RNG

Random Number Generator of an accumulative type

In this article I am going to tell about the operating principles and
characteristic properties of Random Number Generator (RNG) used in the
DiskCryptor.

RNG - this is a critically important security element of a disk
encryption system, as it generates the keys with which data is
encrypted. And it is exactly the RNG that is often a weak spot or a
backdoor in a different sorts of proprietary and government certified
encryption systems, because precision of an encryption algorithm's
implementation and the data storage methods can be easily examined even
without having an access to the source code, but RNG, however, is much
more difficult to analyze.

It is possible to create a one-way strong RNG that will allow for a
person, knowing a certain secret, to recover all the keys that were
generated by it and to consequently compromise encrypted data. A good
example of such case - the
Dual_EC_DRBG standard,
which has backdoor and is used in Windows, since Vista SP1.
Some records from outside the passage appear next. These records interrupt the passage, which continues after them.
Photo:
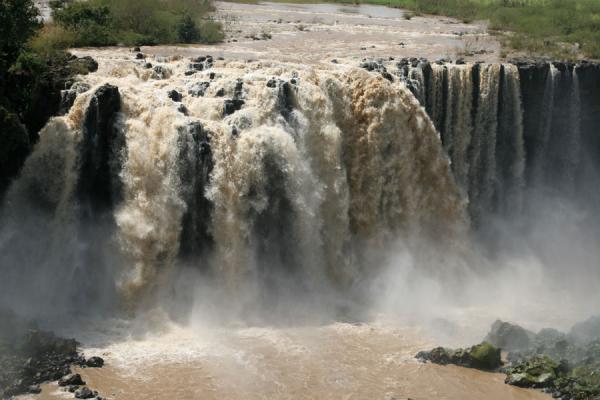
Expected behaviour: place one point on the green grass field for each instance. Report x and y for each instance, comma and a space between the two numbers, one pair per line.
556, 28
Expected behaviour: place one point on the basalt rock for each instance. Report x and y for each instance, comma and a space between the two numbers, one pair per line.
482, 356
100, 152
509, 337
94, 362
29, 356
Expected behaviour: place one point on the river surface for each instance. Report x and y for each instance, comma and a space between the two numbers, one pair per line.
371, 359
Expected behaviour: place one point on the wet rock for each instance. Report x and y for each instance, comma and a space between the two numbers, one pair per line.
482, 356
34, 389
586, 331
85, 393
70, 380
537, 372
175, 95
160, 72
68, 96
509, 337
183, 109
198, 89
94, 362
231, 106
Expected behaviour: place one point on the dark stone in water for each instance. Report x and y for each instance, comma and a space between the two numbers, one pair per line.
509, 337
70, 380
198, 89
482, 356
85, 393
175, 95
94, 362
231, 106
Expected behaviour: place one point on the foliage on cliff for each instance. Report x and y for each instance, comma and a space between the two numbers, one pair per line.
129, 22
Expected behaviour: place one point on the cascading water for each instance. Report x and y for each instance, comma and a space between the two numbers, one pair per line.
262, 174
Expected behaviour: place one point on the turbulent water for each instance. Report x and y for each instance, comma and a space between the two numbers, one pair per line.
259, 193
314, 169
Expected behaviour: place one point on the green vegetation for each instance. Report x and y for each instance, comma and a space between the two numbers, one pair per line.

The creation purposes and the objectives performed

The DiskCryptor's RNG purpose is to perform the following two
objectives: generation of encryption keys and generation of a large
volume of random data for disk wiping algorithms. For the first
objective it is necessary to provide as big strength reserve as
possible, and below are the key generation requirements that RNG has to
meet:

  1. Issue of numbers, statistically indistinguishable from random ones.
  2. Impossibility of an algorithmic prediction of the sequences being
    generated or the ones generated earlier even with the availability
    of a large amount of random numbers made in the past.
  3. The requirement No.2 has to retain its maximum possible integrity
    state even when an attacker knows an internal state of the
    generator.
  4. It is imperative to provide a maximum possible strength reserve that
    exceeds attacker's capabilities by manifold.
  5. Simple and clear, even for a non-professional, architecture and
    operating principles.

For the second objective, when generating a large volume of random
numbers, requirements for RNG differ:

  1. Issue of numbers, statistically indistinguishable from random ones.
  2. Impossibility to predict sequences being generated without knowing
    an internal state of the generator.
  3. Maximum possible performance.

RNG for key generation

RNG for key generation that is used in the DiskCryptor, belongs to the
accumulative RNG type with multiple sources of entropy. RNG of this type
accumulates minor entropy values over a long period of time, following
that it is capable of issuing a truly random sequence having size of up
to 640 bytes, afterwards, pseudo-random sequences will follow up until a
new accumulation of entropy.

As a basis for the RNG architecture,
SHA-512 hash function and
AES-256
block cipher are taken. The choice of this function is made because of
its simplicity, good performance and high reliability, though less
stringent requirements are set for hash in this case than, for example,
when using it for the digital
signatures
. The hash
function used, has to have the following properties:

  1. Statistically random output on casually-random input data.
  2. Dependence of each output bit of hash on all the input bits. On a
    change of one bit on an entry, no less than a half of output bits
    has to alter.
  3. One-sidedness. Recovery of an entry data based on its hash value has
    to be impossible. This characteristic is very desirable, but a part
    of RNG properties are retained even without its presence.

Simplified block scheme of RNG looks the following way:

Simplified block scheme of DiskCryptor's RNG

Accumulation of random numbers

This is being done by hashing a seed together with a timestamp and a
reseed counter. Adding both timestamp and reseed counter prevents
generation of identical hash values on a same seed. The obtained hash is
added to the random number pool by means of addition with respect to
base 28 with existing content of the pool, and that creates a dependence
of content of the pool on all random number additions made earlier.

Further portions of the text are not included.